I was giving some thought to this system of analysis recently when contemplating the future of the game mods (which in my opinion isn't coming back, sadly, but that's a different topic), and I've come to decide that this is a good system, but some extra mathy stuff might be useful to decide how useful the game is to look at. For instance, a game that's all theory, then a bunch of forced moves, then drawn is near useless, but will make both players look like cheats. Of course, you could look at it and tell, but it would be interesting to try to automate this process as much as possible. An interesting idea is to devise some kind of dimensionless quantity (forgive me, I've been too wrapped up in Fluid Mechanics, so I think in terms of dimensionless numbers all the time), possibly called the Rotella # (after the person who invented it of course), that's a measure of how many moves in a game required deep thought (out of the total N moves that aren't theoretical), or posed a problem to a player. The higher the Rotella # (Ro from now on) the more likely a high match up rate means something.
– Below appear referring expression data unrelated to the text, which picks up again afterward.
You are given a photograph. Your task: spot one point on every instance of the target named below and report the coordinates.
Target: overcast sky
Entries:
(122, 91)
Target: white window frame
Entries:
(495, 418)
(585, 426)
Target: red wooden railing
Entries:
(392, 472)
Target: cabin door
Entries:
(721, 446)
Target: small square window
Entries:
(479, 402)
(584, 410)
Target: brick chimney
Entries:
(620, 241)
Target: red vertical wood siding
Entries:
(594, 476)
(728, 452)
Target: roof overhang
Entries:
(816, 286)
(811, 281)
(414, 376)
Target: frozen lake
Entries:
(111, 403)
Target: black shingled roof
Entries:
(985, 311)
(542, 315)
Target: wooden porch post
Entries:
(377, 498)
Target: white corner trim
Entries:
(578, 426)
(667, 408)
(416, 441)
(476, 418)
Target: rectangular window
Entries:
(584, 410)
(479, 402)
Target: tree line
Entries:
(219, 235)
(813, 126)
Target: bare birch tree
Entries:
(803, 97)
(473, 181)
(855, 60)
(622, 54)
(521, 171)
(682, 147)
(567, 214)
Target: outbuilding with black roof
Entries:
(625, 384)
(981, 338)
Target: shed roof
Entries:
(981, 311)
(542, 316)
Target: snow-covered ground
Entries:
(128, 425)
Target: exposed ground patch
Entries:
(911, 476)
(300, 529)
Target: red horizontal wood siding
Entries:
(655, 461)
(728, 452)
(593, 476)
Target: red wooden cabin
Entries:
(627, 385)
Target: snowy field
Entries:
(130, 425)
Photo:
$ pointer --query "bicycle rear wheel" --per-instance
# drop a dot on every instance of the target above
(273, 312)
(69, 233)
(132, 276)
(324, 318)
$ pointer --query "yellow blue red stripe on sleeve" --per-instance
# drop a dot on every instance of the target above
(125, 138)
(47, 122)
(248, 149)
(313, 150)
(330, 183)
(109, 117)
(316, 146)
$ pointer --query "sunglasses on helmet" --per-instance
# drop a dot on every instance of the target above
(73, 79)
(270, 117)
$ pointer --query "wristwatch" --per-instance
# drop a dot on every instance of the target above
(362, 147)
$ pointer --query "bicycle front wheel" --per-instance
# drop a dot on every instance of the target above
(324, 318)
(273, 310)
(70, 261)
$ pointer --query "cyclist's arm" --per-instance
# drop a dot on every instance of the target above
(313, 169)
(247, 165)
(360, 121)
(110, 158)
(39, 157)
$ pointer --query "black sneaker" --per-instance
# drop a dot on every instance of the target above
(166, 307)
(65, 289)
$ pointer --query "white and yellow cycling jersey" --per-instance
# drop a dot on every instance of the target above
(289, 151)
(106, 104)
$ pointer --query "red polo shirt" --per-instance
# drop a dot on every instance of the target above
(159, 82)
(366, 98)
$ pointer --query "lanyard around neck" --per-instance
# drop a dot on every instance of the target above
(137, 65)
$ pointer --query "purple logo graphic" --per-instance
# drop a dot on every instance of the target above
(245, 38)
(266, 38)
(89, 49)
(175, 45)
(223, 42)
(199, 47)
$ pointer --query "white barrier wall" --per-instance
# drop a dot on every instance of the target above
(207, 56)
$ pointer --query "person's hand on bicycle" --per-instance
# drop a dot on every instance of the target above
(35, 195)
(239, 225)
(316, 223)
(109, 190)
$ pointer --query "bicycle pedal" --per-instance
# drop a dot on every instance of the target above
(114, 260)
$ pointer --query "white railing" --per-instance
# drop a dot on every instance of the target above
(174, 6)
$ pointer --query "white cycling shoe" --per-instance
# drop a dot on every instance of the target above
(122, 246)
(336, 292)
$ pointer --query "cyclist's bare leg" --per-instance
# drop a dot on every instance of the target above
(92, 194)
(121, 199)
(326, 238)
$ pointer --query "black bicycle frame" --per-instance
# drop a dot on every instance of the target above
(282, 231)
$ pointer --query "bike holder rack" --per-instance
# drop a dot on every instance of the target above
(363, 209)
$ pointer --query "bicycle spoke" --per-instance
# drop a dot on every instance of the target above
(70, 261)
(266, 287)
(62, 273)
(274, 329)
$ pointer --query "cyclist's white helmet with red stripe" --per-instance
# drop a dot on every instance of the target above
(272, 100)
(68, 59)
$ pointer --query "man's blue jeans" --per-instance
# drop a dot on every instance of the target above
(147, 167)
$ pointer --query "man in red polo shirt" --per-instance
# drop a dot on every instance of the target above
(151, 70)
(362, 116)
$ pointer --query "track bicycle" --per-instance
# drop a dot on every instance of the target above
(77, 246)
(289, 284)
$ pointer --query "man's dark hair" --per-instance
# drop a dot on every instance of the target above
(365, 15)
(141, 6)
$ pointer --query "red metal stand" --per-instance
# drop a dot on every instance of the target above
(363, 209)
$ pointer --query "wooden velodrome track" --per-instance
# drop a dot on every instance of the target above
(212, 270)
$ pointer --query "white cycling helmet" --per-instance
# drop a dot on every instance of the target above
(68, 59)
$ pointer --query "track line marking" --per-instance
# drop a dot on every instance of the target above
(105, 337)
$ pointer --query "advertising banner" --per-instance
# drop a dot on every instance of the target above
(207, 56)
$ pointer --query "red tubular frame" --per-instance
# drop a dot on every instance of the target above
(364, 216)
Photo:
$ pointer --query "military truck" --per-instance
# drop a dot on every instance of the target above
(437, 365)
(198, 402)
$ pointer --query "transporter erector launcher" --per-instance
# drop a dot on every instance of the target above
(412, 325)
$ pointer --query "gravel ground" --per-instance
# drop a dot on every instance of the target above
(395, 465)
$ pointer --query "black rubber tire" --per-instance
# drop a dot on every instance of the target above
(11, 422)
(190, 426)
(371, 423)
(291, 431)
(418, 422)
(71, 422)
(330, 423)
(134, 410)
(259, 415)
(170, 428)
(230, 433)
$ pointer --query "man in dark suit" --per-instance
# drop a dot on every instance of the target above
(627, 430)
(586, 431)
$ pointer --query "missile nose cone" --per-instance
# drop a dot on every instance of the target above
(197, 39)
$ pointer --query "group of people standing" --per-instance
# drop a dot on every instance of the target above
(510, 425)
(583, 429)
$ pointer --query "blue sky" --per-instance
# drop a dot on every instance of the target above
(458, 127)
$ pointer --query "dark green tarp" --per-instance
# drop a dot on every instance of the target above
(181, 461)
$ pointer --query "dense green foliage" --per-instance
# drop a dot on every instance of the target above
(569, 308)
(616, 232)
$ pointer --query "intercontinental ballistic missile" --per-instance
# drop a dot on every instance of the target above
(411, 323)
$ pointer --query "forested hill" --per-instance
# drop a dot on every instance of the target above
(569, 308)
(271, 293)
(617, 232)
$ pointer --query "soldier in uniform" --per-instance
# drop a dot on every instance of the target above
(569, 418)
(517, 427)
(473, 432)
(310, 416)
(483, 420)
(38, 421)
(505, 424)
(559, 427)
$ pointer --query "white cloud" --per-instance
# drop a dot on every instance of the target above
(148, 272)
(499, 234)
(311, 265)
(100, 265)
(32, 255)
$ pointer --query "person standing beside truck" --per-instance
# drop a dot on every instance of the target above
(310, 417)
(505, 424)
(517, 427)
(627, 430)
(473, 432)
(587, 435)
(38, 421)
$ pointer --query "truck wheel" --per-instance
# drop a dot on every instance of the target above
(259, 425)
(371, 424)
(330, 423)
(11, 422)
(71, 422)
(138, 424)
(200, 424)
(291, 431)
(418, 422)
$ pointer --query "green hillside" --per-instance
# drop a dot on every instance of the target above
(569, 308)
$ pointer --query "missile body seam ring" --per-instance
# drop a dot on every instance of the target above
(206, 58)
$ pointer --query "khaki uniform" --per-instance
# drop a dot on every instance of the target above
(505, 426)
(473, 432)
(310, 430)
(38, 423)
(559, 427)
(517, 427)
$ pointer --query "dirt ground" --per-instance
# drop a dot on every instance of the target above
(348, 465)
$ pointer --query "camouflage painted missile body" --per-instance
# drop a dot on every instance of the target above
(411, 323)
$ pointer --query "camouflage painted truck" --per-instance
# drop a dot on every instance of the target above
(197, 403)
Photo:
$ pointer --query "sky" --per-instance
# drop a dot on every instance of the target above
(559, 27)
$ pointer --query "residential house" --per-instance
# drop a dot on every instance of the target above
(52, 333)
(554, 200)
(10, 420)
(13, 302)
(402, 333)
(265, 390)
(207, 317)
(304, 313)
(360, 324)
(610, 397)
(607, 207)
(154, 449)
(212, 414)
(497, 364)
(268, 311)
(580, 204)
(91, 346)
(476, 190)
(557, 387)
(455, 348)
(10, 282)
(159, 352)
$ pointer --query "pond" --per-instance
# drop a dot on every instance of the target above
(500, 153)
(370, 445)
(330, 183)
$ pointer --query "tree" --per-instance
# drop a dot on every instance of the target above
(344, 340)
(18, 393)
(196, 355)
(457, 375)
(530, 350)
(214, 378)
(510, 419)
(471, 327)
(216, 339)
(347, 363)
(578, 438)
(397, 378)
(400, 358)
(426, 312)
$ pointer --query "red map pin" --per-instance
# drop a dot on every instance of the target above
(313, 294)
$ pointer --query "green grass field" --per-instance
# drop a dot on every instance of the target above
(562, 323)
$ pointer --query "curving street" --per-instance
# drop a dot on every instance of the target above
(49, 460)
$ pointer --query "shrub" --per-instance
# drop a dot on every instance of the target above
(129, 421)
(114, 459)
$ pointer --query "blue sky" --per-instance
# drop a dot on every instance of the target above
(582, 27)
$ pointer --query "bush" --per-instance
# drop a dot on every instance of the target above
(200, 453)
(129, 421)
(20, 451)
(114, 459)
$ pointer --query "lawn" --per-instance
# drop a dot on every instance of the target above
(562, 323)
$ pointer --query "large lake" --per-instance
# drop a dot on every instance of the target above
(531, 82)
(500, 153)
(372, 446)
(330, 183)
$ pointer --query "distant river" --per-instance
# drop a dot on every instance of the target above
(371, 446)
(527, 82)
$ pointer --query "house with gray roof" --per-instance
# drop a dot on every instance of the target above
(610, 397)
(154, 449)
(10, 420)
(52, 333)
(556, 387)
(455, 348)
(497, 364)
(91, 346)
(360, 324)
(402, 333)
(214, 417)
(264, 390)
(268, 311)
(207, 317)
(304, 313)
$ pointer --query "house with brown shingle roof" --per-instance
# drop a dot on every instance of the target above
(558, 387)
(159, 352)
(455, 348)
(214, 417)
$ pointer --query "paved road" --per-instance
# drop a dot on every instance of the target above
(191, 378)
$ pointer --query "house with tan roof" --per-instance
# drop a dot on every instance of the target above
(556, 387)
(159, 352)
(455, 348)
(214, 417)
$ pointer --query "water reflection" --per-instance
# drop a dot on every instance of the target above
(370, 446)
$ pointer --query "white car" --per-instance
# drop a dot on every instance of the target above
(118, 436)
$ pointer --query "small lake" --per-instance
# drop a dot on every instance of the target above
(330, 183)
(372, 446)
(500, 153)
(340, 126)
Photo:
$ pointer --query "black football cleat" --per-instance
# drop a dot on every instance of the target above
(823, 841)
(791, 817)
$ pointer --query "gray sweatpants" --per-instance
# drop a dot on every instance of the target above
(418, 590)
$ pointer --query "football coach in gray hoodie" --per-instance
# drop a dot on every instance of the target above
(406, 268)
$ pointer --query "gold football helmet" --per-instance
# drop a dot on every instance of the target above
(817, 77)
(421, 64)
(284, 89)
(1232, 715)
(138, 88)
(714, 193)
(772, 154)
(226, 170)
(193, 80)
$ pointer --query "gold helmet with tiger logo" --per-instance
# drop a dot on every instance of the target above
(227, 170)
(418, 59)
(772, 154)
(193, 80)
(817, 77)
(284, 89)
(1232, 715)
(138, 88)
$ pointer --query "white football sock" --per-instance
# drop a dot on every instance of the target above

This wouldn't be hard to implement. For instance,
It wouldn't be too hard to take the top n move choices of an engine on a turn and see how much of a difference between the moves there are. You could set some threshold, let's just say .2 pawns, by which you count the m number of moves in this group that are within .2 pawns of the first choice. So each turn you'd have some fraction m/n that gives you a measure of how difficult it is to select the computers first choice. Then:
Ro = [sum (m/n) ]/ N
Thus a Ro of 1 would mean every turn was very difficult to select the computers first choice of moves, and a very small Ro would mean that the game means almost nothing. That said, Ro would depend heavily on n and the pawn fraction, but it would be interesting nonetheless.
P.S. - Now that I think about it, we might have had this when I was a game mod, and I just didn't know what it was. Maybe not. I'll wait for someone to tell me. 😀